El sol que exaltaba a los hombres con un júbilo bueno hasta en la burla de un perseguido, corroía en él hasta la compasión por sí mismo. No le quedaba más que la tristeza de enfermo que presiente su aura. Le alcanzaba su mal; venía rebotando; lo palpaba como si estuviera fuera de su carne, pero hecho de su carne, de sus huesos, de su fealdad, de su cicatriz, del helor de sus cabellos y de los golpes de sus sienes y de toda su sangre, maldecida desde que se cuajó en su origen. Y en lo ciego de su desventura de sino, le surcaban con la villanía de trallazos las quemaduras de sus dedos, de sus carcañales, de sus muslos… A lo último de un callejón de escalones, hediondo del arrastre de inmundicias, retumbó el estrépito de su huida y de los arrabaleros. Semejó que se despeñase un ganado. La juventud del Círculo, apostada en los altos de su casón, esperó al enemigo; era el enemigo; y se abrasó en la calentura colectiva. Ya no pudo resistir la quietud de sus manos engarfiadas en los fusiles gloriosos de la postrera guerra, y disparó al aire y vitoreó inflamadamente a Nuestro Padre San Daniel y al Rey Carlos VII. Revivía la tradición purísima; y volvieron a cebar las viejas carabinas y pistolas. Cara-rajada cruzó la calle. Trotaron los gordos caballos de la Guardia Civil. Desde los soportales de la Plaza Mayor venía un pasodoble desgarrado de «La Lira de Oleza». La bonanza reanudó el alborozo y el cartel de festejos. Apareció el señor obispo; se humilló la gente; y en aquel punto inflamose otro viva al príncipe y al santo. Otra descarga se arrastró sobre la ciudad húmeda y dorada.
—¡Bien dicen, Jeromillo, que el que no se consuela es porque no quiere! —Y, todavía sonriendo, se puso blanco don Magín; doblose todo, y se estampó en un aguazal. Le colgaba su hermosa cabeza de medalla; se llevó las manos al costado, y se le quedaron rojas.
Don Jeromillo comenzó a llorar abrazado al párroco.
—¡No llores, Jeromillo, no llores! ¡Leñe!
Acudieron los familiares y Su Ilustrísima, los del Círculo de Labradores, pálidos del horror de su homicidio, los mercaderes de la feria.

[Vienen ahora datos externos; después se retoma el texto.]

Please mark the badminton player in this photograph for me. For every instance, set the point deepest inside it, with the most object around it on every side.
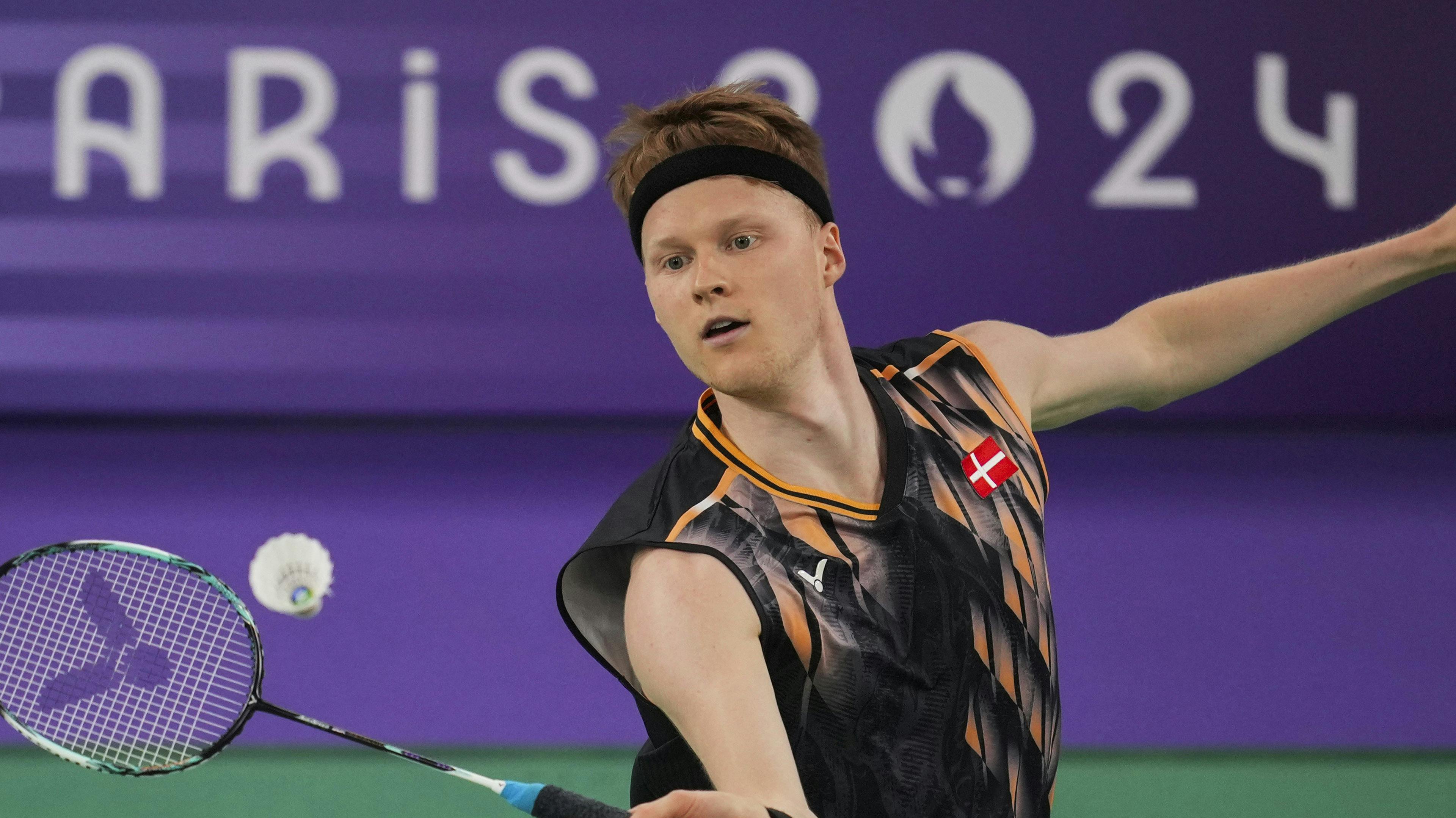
(830, 596)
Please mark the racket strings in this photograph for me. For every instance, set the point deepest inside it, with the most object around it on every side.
(173, 689)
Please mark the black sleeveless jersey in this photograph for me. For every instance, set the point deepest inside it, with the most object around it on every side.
(910, 642)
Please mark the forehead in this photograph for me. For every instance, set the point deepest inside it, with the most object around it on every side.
(707, 203)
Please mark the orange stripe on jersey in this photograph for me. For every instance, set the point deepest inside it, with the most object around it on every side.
(1011, 591)
(806, 526)
(956, 430)
(973, 734)
(791, 612)
(1037, 712)
(730, 475)
(979, 356)
(982, 639)
(909, 409)
(946, 500)
(1020, 554)
(1005, 672)
(708, 433)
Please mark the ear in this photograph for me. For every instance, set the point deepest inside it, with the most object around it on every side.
(830, 254)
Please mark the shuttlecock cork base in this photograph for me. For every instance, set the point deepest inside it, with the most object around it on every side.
(290, 574)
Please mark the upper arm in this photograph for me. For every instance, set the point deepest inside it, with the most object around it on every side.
(692, 636)
(1061, 379)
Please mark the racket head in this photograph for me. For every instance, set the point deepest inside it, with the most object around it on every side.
(124, 658)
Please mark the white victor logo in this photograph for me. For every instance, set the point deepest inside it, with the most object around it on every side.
(817, 578)
(986, 91)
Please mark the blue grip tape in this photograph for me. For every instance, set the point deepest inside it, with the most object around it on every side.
(522, 797)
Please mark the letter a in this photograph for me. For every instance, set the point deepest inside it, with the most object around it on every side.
(137, 146)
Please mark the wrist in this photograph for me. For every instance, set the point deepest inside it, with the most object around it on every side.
(1435, 245)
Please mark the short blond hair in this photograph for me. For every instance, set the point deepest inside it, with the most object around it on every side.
(736, 114)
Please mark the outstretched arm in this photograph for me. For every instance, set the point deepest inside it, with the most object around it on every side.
(693, 639)
(1189, 341)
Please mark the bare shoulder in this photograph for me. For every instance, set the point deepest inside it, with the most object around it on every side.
(1018, 356)
(672, 589)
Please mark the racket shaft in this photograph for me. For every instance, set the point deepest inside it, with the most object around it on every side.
(493, 784)
(542, 802)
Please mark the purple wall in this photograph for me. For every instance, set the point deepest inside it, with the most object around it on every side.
(1212, 589)
(480, 302)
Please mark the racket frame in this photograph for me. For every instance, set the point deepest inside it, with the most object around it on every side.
(254, 695)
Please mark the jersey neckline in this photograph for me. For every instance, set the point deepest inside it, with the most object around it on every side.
(708, 433)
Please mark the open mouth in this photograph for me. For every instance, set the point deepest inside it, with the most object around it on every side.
(723, 328)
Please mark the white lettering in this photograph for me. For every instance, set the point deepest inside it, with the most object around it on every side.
(251, 150)
(420, 140)
(1334, 155)
(513, 95)
(1128, 182)
(137, 147)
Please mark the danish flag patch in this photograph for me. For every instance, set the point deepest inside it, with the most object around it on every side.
(988, 466)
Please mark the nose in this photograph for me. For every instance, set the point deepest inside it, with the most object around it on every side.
(708, 282)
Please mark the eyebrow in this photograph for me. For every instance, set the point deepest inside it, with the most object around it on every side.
(726, 226)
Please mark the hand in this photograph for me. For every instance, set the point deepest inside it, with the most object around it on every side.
(701, 804)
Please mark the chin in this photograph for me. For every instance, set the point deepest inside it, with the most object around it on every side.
(747, 379)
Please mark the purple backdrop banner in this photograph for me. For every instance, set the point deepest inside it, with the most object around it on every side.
(293, 207)
(1212, 589)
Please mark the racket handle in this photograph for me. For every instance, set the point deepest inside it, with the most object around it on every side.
(555, 802)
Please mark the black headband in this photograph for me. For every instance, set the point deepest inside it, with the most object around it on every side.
(723, 161)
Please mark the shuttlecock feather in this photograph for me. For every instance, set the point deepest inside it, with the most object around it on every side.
(290, 574)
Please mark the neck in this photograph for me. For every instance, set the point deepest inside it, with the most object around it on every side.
(822, 431)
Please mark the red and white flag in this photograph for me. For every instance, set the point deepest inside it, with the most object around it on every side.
(988, 466)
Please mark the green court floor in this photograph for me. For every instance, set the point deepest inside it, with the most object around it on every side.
(357, 784)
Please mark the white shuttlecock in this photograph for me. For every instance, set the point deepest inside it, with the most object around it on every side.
(290, 574)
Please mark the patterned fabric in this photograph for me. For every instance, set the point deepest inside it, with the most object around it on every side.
(910, 642)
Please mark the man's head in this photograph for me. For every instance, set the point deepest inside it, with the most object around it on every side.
(740, 273)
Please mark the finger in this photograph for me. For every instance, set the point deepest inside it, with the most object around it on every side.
(672, 805)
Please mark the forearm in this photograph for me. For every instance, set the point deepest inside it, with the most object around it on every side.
(1213, 332)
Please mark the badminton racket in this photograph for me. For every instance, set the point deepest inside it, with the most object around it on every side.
(135, 661)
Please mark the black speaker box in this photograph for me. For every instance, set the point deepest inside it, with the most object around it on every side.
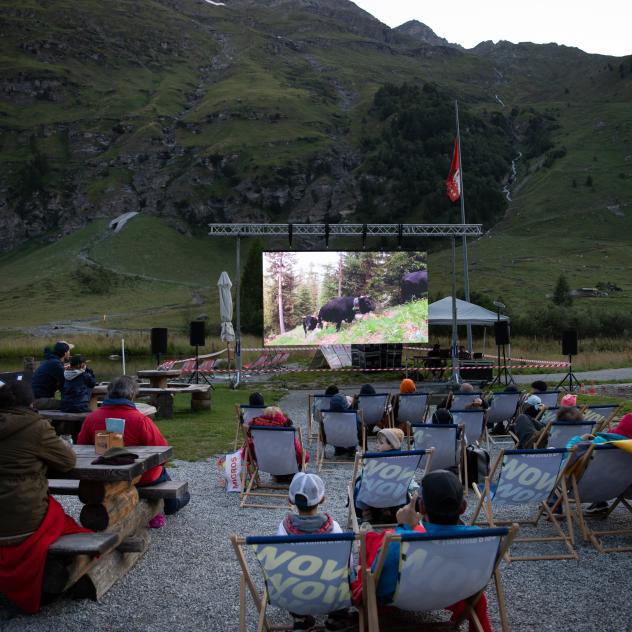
(197, 333)
(501, 332)
(159, 340)
(569, 342)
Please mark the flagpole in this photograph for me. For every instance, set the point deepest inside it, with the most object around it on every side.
(466, 274)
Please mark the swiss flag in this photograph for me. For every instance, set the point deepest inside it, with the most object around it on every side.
(453, 183)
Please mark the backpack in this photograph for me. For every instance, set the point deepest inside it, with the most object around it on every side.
(477, 463)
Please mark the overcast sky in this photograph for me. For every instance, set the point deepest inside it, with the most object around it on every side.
(594, 26)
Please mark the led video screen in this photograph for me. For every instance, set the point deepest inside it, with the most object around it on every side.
(344, 297)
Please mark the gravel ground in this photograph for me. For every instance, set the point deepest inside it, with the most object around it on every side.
(189, 579)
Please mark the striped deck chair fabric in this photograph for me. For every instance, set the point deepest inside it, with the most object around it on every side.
(340, 430)
(473, 424)
(561, 432)
(436, 571)
(381, 479)
(521, 478)
(303, 574)
(445, 440)
(461, 400)
(412, 407)
(602, 474)
(549, 398)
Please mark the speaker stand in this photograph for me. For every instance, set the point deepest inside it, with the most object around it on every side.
(197, 373)
(503, 376)
(570, 376)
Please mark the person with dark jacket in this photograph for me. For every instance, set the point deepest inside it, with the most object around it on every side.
(79, 381)
(31, 519)
(49, 376)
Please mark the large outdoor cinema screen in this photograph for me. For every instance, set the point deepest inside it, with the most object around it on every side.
(344, 297)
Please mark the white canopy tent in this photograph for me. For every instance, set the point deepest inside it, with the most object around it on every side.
(440, 313)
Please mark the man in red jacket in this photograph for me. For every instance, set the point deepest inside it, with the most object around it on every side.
(139, 430)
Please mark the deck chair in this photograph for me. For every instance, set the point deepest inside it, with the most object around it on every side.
(384, 479)
(549, 398)
(473, 422)
(166, 365)
(188, 367)
(446, 441)
(503, 408)
(244, 414)
(275, 455)
(603, 415)
(207, 366)
(303, 574)
(603, 473)
(315, 403)
(375, 408)
(561, 432)
(341, 431)
(436, 572)
(412, 408)
(527, 477)
(461, 400)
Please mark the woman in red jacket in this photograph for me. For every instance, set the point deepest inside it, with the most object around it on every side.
(139, 430)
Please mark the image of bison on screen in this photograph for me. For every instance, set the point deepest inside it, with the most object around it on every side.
(344, 297)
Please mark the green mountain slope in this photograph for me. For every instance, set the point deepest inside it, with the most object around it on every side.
(261, 111)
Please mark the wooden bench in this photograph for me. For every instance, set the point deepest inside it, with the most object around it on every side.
(166, 489)
(83, 544)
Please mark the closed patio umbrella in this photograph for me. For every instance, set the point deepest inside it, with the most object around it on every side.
(226, 311)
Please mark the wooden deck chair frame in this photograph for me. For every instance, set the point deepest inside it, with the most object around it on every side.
(312, 415)
(604, 424)
(321, 446)
(595, 536)
(247, 583)
(578, 428)
(405, 417)
(251, 480)
(240, 421)
(370, 579)
(358, 467)
(485, 504)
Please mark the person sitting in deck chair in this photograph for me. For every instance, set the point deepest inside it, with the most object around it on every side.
(526, 427)
(272, 416)
(388, 440)
(139, 430)
(307, 492)
(437, 511)
(31, 519)
(79, 381)
(49, 376)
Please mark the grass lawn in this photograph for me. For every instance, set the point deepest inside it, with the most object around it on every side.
(201, 434)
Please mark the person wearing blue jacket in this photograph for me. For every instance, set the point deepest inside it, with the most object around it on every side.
(49, 376)
(78, 385)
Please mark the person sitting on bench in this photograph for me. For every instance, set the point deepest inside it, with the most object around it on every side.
(49, 376)
(31, 519)
(139, 430)
(79, 381)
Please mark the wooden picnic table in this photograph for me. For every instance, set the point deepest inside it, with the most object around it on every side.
(111, 506)
(157, 378)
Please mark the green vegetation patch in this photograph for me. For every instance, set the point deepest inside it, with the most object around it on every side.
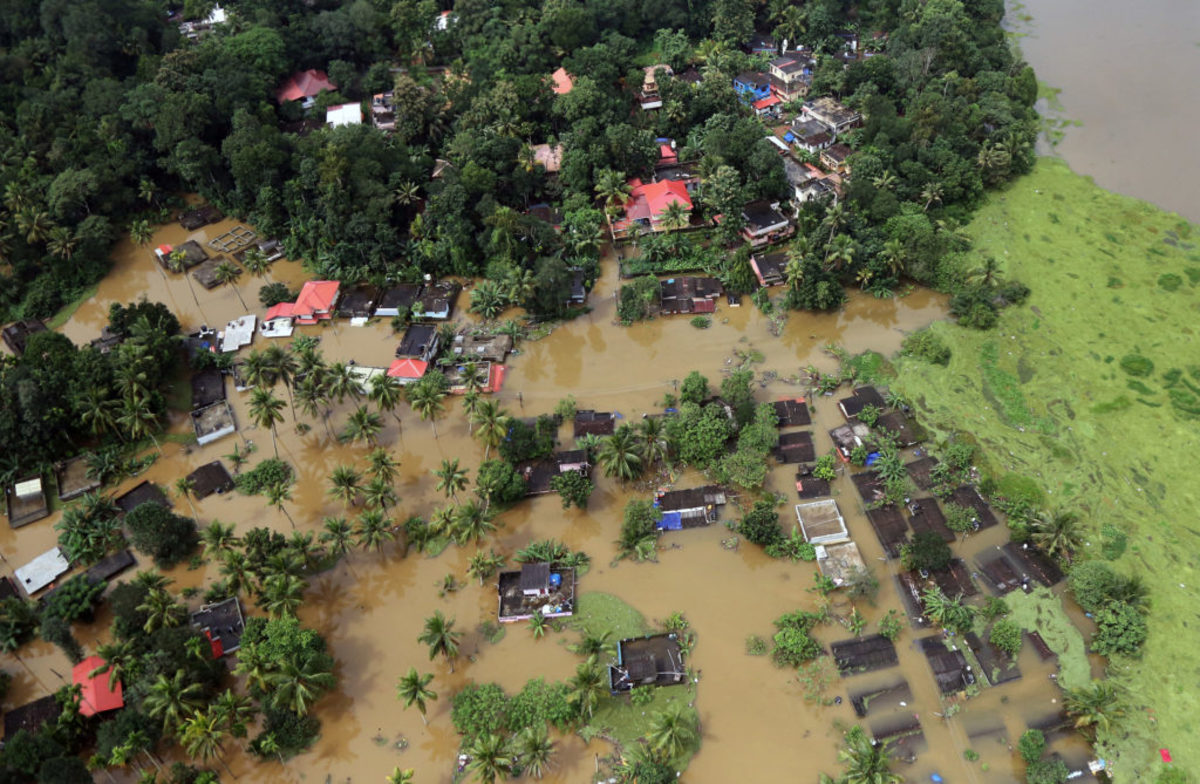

Cara-rajada huía de la afrenta de su mal. Se maldijo; se clavó las uñas en la cicatriz. Ya no podía llegar a su casa; y arrojose entre los trascorrales de una calleja llena de río. Los troncos de los álamos, los hincones de las barcas, quedaron casi en medio del desbordado cauce. Sobre la vega se tendía la banda gloriosa del arco iris. Toda la caminaron los ojos del hombre de luto. Y su postrer pensamiento fue de imprecación contra don Magín.
Desde las galerías, desde los vallados y ventanas le vieron los vecinos de las casas ribereñas.
Voltearon las piernas en medio de la corriente. No salió más.
Un herrero se aupó en la tapia de su obrador; y se hurgaba un quijal y decía:
—¡A ése ya no le amortaja ni su madre!